On Thu, Feb 25, 1999 at 07:20:12AM -0800, Russ Allbery wrote:
> Nicolas Brouard <[EMAIL PROTECTED]> writes:
> > I choosed HTML but as I am also interested by bandwith consideration, I
> > looked at both sources: the plaintext file is 28,977 characters long and
> > the HTML is 39,755 characters. It is 37% more. It is not 3 times bigger
> > as it was said on this list.
>
> Yes. Three times larger is only if you have a *really* pathetically bad
> converter. For comparison, here's the size difference for my faq2html
> script, which I use to generate HTML versions of various FAQs I maintain
> for posting on the web:
>
> windlord:~/faqs> ls -l mjqmail mjqmail.html
> -rw-r--r-- 1 eagle root 21246 Feb 15 07:20 mjqmail
> -rw-r--r-- 1 eagle root 22736 Feb 25 07:13 mjqmail.html
>
> See <URL:http://www.eyrie.org/~eagle/faqs/mjqmail.html>.
>
> Now, this gets a lot worse with quoted text, since HTML doesn't have good
> mechanisms to deal with that (particularly with nested quoting). So in a
> discussion context, things are messier.
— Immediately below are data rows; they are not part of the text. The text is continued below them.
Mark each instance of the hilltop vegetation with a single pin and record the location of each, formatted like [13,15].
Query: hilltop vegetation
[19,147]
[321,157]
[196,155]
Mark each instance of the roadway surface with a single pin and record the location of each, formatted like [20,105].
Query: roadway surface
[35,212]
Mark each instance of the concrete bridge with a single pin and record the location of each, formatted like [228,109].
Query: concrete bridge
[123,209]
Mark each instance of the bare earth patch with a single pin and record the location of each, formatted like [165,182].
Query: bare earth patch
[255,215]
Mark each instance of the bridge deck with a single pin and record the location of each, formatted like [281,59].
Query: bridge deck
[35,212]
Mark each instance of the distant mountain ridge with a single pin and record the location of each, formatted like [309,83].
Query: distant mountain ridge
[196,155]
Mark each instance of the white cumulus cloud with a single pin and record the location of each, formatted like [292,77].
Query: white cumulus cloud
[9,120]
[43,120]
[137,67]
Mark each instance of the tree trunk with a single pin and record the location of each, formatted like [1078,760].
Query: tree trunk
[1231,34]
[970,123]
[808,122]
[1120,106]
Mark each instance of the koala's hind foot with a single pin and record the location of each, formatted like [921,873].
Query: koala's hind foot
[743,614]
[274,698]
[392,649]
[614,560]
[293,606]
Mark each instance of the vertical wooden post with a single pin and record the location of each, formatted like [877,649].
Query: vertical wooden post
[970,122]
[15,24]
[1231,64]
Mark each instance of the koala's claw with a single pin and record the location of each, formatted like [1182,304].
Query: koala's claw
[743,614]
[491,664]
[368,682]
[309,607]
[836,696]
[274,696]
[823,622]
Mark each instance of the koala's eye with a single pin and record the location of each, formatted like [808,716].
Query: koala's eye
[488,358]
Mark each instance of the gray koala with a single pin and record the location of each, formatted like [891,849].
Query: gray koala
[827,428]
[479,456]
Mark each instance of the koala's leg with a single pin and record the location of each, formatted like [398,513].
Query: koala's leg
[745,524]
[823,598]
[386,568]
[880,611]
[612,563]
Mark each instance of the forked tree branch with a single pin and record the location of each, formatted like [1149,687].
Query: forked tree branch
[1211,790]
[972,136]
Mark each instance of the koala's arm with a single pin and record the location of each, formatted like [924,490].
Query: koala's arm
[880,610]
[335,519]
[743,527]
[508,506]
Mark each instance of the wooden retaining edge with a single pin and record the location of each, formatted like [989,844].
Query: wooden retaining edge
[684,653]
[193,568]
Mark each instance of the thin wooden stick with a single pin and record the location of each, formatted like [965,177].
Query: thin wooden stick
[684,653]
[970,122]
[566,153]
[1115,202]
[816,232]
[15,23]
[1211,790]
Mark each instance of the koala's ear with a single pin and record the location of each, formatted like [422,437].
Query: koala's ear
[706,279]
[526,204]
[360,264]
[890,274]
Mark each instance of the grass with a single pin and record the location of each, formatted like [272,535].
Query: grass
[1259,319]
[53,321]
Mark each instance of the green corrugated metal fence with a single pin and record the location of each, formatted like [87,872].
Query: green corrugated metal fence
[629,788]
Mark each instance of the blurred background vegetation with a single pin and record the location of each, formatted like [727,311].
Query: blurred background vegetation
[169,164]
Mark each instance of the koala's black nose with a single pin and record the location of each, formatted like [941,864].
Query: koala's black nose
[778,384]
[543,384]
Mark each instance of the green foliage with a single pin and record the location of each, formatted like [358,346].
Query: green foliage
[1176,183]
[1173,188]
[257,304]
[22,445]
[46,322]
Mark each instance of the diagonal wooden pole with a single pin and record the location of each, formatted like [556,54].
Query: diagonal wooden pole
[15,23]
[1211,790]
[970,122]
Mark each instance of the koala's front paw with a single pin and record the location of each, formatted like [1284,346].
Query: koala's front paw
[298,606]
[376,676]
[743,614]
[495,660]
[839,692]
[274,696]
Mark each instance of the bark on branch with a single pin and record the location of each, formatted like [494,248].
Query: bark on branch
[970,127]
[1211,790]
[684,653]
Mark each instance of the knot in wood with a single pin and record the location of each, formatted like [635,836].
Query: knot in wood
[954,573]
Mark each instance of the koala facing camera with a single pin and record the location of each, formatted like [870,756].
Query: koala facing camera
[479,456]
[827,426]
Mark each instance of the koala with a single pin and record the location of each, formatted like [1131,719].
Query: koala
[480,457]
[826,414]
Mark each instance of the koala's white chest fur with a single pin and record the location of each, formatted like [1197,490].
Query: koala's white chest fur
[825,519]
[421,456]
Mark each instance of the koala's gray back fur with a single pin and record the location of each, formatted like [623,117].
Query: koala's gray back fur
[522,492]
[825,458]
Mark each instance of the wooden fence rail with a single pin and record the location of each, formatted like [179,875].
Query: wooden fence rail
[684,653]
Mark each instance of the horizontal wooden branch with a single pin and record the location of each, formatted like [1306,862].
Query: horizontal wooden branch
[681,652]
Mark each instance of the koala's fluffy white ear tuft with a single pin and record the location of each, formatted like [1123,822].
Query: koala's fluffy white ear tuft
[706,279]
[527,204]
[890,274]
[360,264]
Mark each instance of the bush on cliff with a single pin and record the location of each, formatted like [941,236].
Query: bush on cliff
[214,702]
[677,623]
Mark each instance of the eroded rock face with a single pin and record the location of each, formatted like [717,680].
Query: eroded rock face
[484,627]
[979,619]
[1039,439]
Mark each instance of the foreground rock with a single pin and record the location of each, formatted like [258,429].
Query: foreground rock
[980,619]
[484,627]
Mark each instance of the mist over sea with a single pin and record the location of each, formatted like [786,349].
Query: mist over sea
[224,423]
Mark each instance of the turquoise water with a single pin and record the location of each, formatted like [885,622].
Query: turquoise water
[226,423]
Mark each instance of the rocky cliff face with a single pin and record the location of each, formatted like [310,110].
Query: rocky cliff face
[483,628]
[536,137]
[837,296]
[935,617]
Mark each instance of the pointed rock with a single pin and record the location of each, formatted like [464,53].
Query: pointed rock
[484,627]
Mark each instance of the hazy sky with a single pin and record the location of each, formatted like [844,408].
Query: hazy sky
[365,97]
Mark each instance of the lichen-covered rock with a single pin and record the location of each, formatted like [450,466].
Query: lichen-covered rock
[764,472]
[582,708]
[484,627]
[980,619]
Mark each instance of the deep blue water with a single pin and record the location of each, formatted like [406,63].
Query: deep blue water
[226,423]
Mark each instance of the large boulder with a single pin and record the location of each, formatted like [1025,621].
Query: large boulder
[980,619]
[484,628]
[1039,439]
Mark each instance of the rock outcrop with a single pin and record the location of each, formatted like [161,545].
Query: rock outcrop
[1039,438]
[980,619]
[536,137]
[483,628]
Note that you don't need to escape '>' when converting from plain
text to HTML (which is where a lot of the verbosity can come from
when converting news or mail); you just need to escape '&' and '<'.
Leaving the '>'s as-is is valid HTML, and I've never heard of a
browser that chokes on it (and my news archive software has been
leaving them unescaped for years.)
--
Gerald Oskoboiny <[EMAIL PROTECTED]>
http://impressive.net/people/gerald/